In a recent article, I talked about Proposition 4, passed in 1979, as the godfather of voter initiatives that defined service fees and how they should be calculated. While Proposition 4 is widely remembered as establishing the Gann Appropriation Limit, it also defined service fees as being limited to the full costs of providing the service. But the detail of what that meant was limited to the author’s intent documents and court decisions in those early days.

Then, Proposition 218, passed in 1996 and becoming Articles XIIIC & D, further limited local governments’ revenue source options. Those two propositions have had, and will continue to have, a profound effect on California governments.

But it was left to the passage of Proposition 26, passed in 2010, to codify many of the fee setting practices of the previous 30 years. Article XIII C of the State Constitution was amended to formally declare that fees are not considered taxes if they do not exceed the reasonable costs of the service.
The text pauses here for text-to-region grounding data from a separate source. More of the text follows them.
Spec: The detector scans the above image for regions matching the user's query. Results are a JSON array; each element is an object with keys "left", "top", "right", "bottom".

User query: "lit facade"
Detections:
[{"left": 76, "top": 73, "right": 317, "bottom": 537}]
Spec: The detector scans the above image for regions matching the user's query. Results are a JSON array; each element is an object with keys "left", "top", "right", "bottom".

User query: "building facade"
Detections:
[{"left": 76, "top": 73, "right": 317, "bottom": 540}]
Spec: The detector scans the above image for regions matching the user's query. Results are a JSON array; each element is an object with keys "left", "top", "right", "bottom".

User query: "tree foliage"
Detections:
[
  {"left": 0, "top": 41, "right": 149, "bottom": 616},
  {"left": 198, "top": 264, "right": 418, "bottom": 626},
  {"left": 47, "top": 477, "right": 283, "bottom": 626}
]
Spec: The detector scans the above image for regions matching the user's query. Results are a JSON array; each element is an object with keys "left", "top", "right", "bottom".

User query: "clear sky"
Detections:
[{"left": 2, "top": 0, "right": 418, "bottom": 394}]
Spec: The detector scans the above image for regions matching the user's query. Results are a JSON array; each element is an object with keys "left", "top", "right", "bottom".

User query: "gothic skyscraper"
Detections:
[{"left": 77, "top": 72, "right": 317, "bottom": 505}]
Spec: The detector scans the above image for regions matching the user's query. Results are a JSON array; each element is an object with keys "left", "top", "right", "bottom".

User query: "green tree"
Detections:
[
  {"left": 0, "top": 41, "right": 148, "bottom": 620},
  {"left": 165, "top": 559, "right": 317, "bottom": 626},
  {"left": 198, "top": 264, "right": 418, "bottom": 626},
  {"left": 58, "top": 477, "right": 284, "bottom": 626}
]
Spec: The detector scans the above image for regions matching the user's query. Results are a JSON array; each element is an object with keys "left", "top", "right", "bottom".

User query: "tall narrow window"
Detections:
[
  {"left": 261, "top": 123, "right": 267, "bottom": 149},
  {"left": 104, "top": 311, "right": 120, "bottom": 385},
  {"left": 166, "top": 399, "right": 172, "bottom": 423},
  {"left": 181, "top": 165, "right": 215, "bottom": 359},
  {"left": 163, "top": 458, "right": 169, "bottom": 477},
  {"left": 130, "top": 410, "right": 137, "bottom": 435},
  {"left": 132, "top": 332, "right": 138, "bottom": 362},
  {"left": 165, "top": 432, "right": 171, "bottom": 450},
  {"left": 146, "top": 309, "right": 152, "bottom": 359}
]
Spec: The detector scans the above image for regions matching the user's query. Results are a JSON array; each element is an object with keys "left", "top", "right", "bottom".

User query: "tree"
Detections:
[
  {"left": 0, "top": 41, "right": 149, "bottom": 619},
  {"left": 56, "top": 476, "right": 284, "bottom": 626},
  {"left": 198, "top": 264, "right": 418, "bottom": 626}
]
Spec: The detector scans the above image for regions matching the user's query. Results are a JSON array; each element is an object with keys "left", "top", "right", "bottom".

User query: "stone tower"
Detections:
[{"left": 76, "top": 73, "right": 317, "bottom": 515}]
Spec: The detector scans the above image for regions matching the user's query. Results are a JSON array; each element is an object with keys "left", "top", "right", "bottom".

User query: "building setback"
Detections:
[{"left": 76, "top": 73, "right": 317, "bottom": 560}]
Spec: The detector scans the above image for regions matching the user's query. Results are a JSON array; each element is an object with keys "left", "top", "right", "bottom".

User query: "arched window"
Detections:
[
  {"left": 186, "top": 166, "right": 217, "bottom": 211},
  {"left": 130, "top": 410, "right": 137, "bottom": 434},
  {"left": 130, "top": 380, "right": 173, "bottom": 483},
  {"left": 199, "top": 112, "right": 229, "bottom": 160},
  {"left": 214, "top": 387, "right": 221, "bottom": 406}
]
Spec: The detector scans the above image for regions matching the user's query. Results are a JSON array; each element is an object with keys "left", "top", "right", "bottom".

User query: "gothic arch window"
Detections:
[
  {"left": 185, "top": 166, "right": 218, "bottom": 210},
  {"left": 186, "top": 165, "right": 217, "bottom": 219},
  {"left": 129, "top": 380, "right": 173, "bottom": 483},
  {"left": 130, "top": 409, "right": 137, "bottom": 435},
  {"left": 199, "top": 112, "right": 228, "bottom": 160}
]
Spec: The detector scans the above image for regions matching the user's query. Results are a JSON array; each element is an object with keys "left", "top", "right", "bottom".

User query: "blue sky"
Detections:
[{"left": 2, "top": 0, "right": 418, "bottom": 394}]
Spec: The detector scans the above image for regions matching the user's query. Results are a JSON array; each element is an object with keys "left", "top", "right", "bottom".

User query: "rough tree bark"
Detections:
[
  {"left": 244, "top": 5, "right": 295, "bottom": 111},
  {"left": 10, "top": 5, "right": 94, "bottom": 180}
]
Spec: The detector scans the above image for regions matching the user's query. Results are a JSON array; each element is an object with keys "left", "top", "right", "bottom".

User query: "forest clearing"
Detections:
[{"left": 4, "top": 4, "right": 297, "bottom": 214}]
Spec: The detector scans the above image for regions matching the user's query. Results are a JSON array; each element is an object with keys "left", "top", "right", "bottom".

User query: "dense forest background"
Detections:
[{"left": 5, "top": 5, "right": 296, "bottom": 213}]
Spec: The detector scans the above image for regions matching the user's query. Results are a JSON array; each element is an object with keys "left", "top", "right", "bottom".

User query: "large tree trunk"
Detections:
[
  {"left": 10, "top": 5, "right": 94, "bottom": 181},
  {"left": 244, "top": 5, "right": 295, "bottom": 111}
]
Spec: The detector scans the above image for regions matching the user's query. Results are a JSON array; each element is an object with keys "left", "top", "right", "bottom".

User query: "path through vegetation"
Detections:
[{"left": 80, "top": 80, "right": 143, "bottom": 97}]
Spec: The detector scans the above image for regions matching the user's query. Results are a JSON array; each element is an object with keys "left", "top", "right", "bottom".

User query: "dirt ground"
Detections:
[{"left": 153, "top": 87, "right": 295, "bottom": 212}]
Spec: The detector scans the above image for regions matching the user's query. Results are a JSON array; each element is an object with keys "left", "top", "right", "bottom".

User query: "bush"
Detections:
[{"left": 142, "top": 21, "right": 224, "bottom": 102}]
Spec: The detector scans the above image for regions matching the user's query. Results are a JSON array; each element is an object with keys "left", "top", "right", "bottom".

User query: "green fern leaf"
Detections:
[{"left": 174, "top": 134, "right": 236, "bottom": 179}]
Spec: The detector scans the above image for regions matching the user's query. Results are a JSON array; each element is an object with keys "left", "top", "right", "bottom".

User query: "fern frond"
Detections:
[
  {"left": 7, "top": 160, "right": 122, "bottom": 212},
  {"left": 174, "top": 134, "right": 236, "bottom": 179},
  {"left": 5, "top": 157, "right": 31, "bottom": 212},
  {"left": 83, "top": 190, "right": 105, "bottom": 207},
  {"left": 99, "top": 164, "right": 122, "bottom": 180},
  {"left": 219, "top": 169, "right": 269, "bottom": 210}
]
Government Code Section 66014 further defined that statement for development fees.

Some of the types of services for which reasonable fees are allowable are:

  • A charge imposed for a specific benefit conferred or privilege granted directly to the payor that is not provided to those not charged, and which does not exceed the reasonable costs to the local government of conferring the benefit or granting the privilege.

  • A charge imposed for a specific government service or product provided directly to the payor that is not provided to those not charged, and which does not exceed the reasonable costs to the local government of providing the service or product.

  • A charge imposed for the reasonable regulatory costs to a local government for issuing licenses and permits, performing investigations, inspections, and audits, enforcing agricultural marketing orders, and the administrative enforcement and adjudication thereof.

Article XIII C also provides that a local government agency must demonstrate that the amount of revenue to be generated by a fee is no more than necessary to cover the reasonable costs of the governmental activity supported by the fee, and that the manner in which those costs are allocated to a payor bear a fair or reasonable relationship to the payor’s burdens on, or benefits received from, the governmental activity. Therefore, a fee on liquor store owners to fund an alcohol education program would not be allowed.

While Proposition 26 was built on the foundations of Propositions 4 and 218, it provided a sharper definition of the reach and limits of service fees, and the courts have looked to it when reviewing fee challenges.